Pensei que a leitura deste livro "ia ser dose" ou seja, que ia ser muito complexa e aborrecida, mas não foi assim uma leitura tão má quanto isso. É óbvio que a minha compreensão total deste livro beneficiaria em muito de um conhecimento mais aprofundado e contextualizado da obra completa deste filósofo, contudo não a achei difícil de entender e penso ser uma obra acessível a quem como eu tenha poucos conhecimentos sobre Filosofia.
O autor propõe-se neste livro chegar estabelecer os fundamentos da metafísica dos costumes para chegar a uma razão pura prática. Divide o texto em três partes para melhor expor as fases e o processo de construção desta sua teoria filosófica. O processo está bem descrito e interessante, pois o autor serve-se de várias abordagens: do particular para o geral e também o contrário, do método indutivo e também do dedutivo, num texto bem estruturado e claro para o leitor. Como os assuntos giram em torno da moralidade, dos costumes, da natureza, da acção humana, etc, também algumas passagens (quando ele se refere a exemplos) são muito interessantes, porque acabei por os ver como apontamentos da época e da sociedade onde o autor se movimentava.

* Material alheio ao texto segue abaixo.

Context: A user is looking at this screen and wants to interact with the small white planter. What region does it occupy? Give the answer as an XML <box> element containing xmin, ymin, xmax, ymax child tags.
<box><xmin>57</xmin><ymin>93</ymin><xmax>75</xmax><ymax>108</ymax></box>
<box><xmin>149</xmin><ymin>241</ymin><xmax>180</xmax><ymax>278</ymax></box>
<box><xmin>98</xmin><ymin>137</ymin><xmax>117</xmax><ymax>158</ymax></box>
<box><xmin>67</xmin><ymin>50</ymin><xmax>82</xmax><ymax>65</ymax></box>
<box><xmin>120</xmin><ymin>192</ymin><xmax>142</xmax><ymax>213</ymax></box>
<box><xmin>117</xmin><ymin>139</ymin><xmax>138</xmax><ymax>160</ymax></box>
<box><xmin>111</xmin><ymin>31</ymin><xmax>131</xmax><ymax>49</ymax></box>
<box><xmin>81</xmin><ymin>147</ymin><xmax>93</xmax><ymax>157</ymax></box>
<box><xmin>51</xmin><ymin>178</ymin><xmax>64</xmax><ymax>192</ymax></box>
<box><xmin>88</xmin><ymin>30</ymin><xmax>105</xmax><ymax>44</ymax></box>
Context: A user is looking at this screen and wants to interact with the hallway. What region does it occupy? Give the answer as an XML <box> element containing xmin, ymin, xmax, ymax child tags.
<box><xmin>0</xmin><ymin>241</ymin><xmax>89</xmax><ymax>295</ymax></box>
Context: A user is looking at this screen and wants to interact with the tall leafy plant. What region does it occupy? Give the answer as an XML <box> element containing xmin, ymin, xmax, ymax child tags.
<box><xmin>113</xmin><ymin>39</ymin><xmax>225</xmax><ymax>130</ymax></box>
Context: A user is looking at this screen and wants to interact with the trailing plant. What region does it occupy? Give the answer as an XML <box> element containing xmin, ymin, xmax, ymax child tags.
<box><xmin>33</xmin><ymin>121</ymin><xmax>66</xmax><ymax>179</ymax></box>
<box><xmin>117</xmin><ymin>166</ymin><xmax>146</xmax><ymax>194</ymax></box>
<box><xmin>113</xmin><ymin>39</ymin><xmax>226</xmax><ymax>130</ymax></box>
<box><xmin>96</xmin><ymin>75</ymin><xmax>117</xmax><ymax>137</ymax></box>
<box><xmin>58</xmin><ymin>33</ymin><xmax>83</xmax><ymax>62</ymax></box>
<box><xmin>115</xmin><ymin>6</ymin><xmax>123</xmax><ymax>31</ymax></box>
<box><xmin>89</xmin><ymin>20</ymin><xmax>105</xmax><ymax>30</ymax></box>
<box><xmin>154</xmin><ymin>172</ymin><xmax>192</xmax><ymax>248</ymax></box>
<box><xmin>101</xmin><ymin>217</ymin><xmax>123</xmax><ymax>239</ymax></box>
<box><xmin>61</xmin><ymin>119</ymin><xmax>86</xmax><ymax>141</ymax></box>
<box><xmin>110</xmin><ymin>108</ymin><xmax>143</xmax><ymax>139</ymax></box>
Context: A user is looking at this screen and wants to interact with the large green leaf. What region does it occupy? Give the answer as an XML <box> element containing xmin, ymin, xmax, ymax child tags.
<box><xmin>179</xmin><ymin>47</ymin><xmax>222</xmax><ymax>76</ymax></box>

Gostei particularmente do imperativo categórico (logo a sua primeira formulação, ainda sem mais desenvolvimento). Em minha opinião, tal como está formulada e mesmo retirada deste seu contexto original, é uma frase digna de reflexão, que se bem interpretada pode ainda ser "importada" para os nossos dias (enquanto orientadora geral da acção):
"Age apenas segundo uma máxima tal que possas ao mesmo tempo querer que ela se torne uma lei universal"
A forma como eu a entendo retirada do contexto não é contudo original bastando uma outra frase cuja origem é a da moralidade religiosa (da qual a teoria de Kant se tenta afastar) para orientar a acção humana de forma idêntica :"Faz aos outros aquilo que gostarias que te fizessem a ti" (penso que a frase original estará na negativa, "não faças aos outros...", mas vai dar ao mesmo :)
E depois tudo o que não gostei e que vou resumir:
a) a tentativa de chegar a leis universais para um pensamento puro que deveria ser a base da acção humana : quimérico, em minha opinião. Ainda que fosse possível, nunca poderia ser realizável por este meio. Se o autor parte da sua experiência individual, da sua sociedade, do seu tempo, enfim do seu mundo... como poderia ele criar leis universais para toda a humanidade, ainda mais quando estamos a falar da prática, da acção, do comportamento. Não deixa contudo de ser interessante a forma como ele o tentou.
b) a falta de definição dos construtos que ele utiliza para a sua teoria: algo muito próprio do seu tempo e da filosofia em geral, mas que a mim me fez alguma falta. O que entende o autor por moralidade? por acção? o querer? a vontade? o desejo? até a natureza?... se queremos falar de uma da construção de uma teoria, ainda que filosófica, seria importante para mim saber exactamente como é que o autor define estes conceitos. Talvez estejam descritos em outro lugar, mas julgo que seria importante estarem também definidos na obra.
b) as divisões cartesianas: a razão da emoção, o sensível do inteligível, o racional do irracional... Não me vou alongar aqui porque teria muito a dizer, mas em suma, não concordo e penso que qualquer teoria que tente isolar o pensamento do homem do seu sensível, da sua natureza, da sua emoção, e mesmo da sua condição enquanto animal, estará sem dúvida condenada a não ser válida.
c) "os homens e os outros seres racionais..." : pelo menos duas vezes Kant escreveu desta forma dividindo os homens dos outros seres racionais...(??)...seremos nós as mulheres? perguntei-me eu... pois parece que sim. Vá lá, ainda nos considera racionais, mas quando se refere a estes outros seres racionais, estão sempre ligados à natureza, à razão vulgar, às vontades e desejos, ao que ele (Kant) considera como inferior. Uma pequena procura na net revelou-me que para Kant nós mulheres somos vistas assim (atenção esta frase não é deste livro):
“a mulher não deve aprender nada de geometria; do princípio da razão suficiente ou das mônadas só saberá o indispensável para entender a graça das poesias humorísticas”
Ó meu amigo Kant...e ainda me dei eu ao trabalho de te ler... :D Eu sei que és fruto de uma época, que este teu trabalho é datado e que tens muito valor, mas apesar de continuar a dar-te o valor que bem mereces, pensar que o teu pensamento foi um dos mais influentes da era moderna....arrrepia-me...lol.